Düşmanınıza bu tür şeyleri sormak biraz aptalca ama görünen o ki o, olanları kabul etmiyor.
Manevi bir varlık olan Kazaream için acıyı hissetmek onu ilgilendiren bir şey olmamalı.
「Tch. Gerçekten bu kadar aptal mısın?
Hala anlamamış gibi göründüğün için sana şunu söyleyeyim, acı bir uyarı sinyalidir.
Ruhsal varlıklar için bile aynı şekilde çalışır.
Vücudunuz tehlikeli bir şey hissetti, bu yüzden bir alarm veriyor.
Savaşa girmeden önce bu tür şeyleri iyi kontrol etmelisiniz.」
Benimaru, Kazaream’le alay edercesine detaylı bir açıklama yaptı.
Hatta Diablo’yla labirentte antrenman yaptığı dönemde de benzer bir olay yaşanınca aynı açıklamayı almıştı.
Benimaru, turnuvada Benimaru’ya karşı aldığı yenilginin ardından Diablo’nun ondan intikam alma yolu olarak bunu kendi isteğiyle kabul etti.
Ama bu şu anda olanlarla alakasız bir şey.
Bunun kendisinin de başına gelmesine üzüldüğü ve hayal kırıklığını dışa vurduğu için kesinlikle değil.
「Haah? Uyarı sinyali mi? Bu ne saçmalık.
Sanki muhteşem ben, senden tehlike hissedecekmiş gibi!」
Kazaream, kolunu Enerjiye çevirir ve onu emer, ardından kolunu dirseğinden itibaren yeniler.
Benimaru’nun kendisine hiçbir şekilde zarar veremeyeceğini söylediği beyanını çoktan unutmuş.
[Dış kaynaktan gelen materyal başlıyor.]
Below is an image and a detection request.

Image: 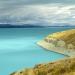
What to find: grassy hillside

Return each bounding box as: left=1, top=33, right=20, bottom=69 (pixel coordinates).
left=45, top=29, right=75, bottom=49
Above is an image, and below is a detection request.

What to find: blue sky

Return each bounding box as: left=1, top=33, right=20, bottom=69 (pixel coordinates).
left=0, top=0, right=75, bottom=25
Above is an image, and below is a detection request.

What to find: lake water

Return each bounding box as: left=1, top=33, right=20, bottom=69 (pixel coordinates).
left=0, top=27, right=74, bottom=75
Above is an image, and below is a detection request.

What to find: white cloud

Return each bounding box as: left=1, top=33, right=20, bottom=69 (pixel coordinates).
left=0, top=4, right=75, bottom=24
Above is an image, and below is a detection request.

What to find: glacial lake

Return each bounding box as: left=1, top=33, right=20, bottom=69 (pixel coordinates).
left=0, top=27, right=72, bottom=75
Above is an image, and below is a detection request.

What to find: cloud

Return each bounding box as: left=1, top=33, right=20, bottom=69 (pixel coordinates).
left=0, top=0, right=75, bottom=25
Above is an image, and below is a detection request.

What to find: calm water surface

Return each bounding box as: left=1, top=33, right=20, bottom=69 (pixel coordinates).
left=0, top=27, right=74, bottom=75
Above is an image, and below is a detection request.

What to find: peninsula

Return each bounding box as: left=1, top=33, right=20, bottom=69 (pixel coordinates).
left=37, top=29, right=75, bottom=56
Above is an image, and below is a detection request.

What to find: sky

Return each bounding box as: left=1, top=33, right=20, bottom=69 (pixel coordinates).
left=0, top=0, right=75, bottom=25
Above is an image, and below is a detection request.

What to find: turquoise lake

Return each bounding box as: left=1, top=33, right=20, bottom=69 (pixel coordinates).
left=0, top=27, right=74, bottom=75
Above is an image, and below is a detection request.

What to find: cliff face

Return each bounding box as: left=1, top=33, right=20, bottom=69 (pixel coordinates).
left=10, top=58, right=75, bottom=75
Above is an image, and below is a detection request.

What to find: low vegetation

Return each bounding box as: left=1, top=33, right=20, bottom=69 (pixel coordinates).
left=10, top=58, right=75, bottom=75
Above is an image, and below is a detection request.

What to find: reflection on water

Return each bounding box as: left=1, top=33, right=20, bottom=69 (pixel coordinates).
left=0, top=28, right=74, bottom=75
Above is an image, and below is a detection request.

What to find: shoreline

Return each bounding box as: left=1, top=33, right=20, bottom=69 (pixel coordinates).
left=37, top=40, right=75, bottom=57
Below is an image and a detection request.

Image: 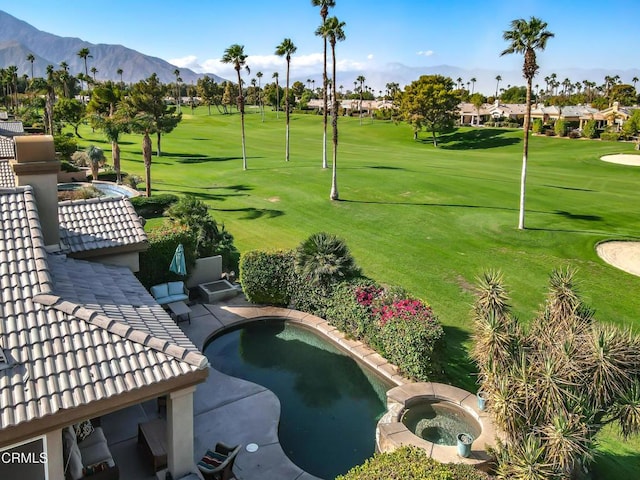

「Ölüm. Sana kesinlikle ölümü getireceğim!」
Bağırırken Kazaream, Benimaru’ya saldırırken ultra yoğun bir Enerji kütlesine dönüşüyor.
Benimaru saldırıyı alır ve benzer şekilde kendisi de alevli bir Enerji kütlesine dönüşür[8].
Böylece ölümlü sınırları aşan varlıklar arasında bir savaş başlıyor.
[1] Varoluşsal değerler = bu dünyada enerji.
[2] Suşi: wtf gibi, bu şimdiye kadar gördüğüm bir kişinin en uzun diyalogu.
[3] Suşi: ağartıcıdan Ichimaru cin’i düşünün
[4] Suşi: google yare yare lol
[5] Okama=transvestite
[6] Wazamono anlamına gelir iyi kesen kılıçlar, “keskin kılıçlar”.